In: Statistics and Probability
I want to see if there is a relation between makeup sales and the age of people buying them on any given day at Sephora. 10 people were randomly sampled.
X-axis: 13, 14, 16, 17, 21, 25, 30, 37, 50, 62 (age)
Y-axis: 2, 7, 30, 26, 15, 33, 7, 3, 14, 1 (Makeup sales)
What is the impact of using a linear regression model in this case? What options, other than linear regression, can you see? You do not need to collect any data.
For your response to a classmate (two responses required, one in each option), examine your classmate’s problem to assess the appropriateness and accuracy of using a linear regression model. Discuss the meaning of the standard error of the estimate and how it affects the predicted values of Y for that analysis.
Given:-
We have data of makeup sales and the age of people buying them on any given day at Sephora for the 10 people.
To do:-
1. Need to check the impact of using linear regression on this data
2. Is there any other technique we can use here?
3. Explain the meaning of Standard Error of the estimate and how it affects the predicted value of y.
Answers:-
1.Linear Regression using Excel Data Analysis.
Type the data>>Data>>Data Analysis>>Regression>>Select input output range>>OK
We can clearly stae that makeup sales is depending upon the age of customer.
Hence Makeup sales(y) is Dependent variable and age(x) is indepndent variable.
So We have to regress Y ~ X
Regression Output is attached here from this we can see that intercept (21.47241) and slope ( -0.269207 )
We can see that from p-value intercept is significant and slope is significant at 29.02 % which is not that much good.

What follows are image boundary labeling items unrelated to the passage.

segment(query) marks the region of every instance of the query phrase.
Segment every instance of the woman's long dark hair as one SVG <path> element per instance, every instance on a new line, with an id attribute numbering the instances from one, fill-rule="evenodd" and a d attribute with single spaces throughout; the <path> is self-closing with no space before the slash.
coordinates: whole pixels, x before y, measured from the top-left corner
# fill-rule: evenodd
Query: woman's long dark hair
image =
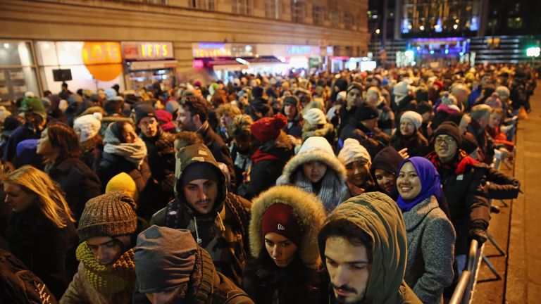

As slope is negative it is clear that age is having negative impact on makeup sales.
Interpretation:- One year increase in age will cause 0.269207 decrease in the makeup scale
Note:- There may be some other variables which are responsible for the makeup sale since R2 and Adj.R2 are very less.
2. Alternative way to get some idea about the relationship is to study the correlation between those variables;
So we will calculate the correlation between age and makeup sales
corr(x,y) = -0.31173
i.e there is negative linear relationship between age and makeup sales
i.e makeup sales is less in the peoples with high age group and vice versa.
3.
Standard Error of the estimated coefficient is nothing but the accuracy measure of that estimate with respect to the corresponding population.It actually measures how far the sample estimate is far from population parameter.
Lower the standard error better is the prediction of the y. As standard error increases the prediced value becomes more un stable.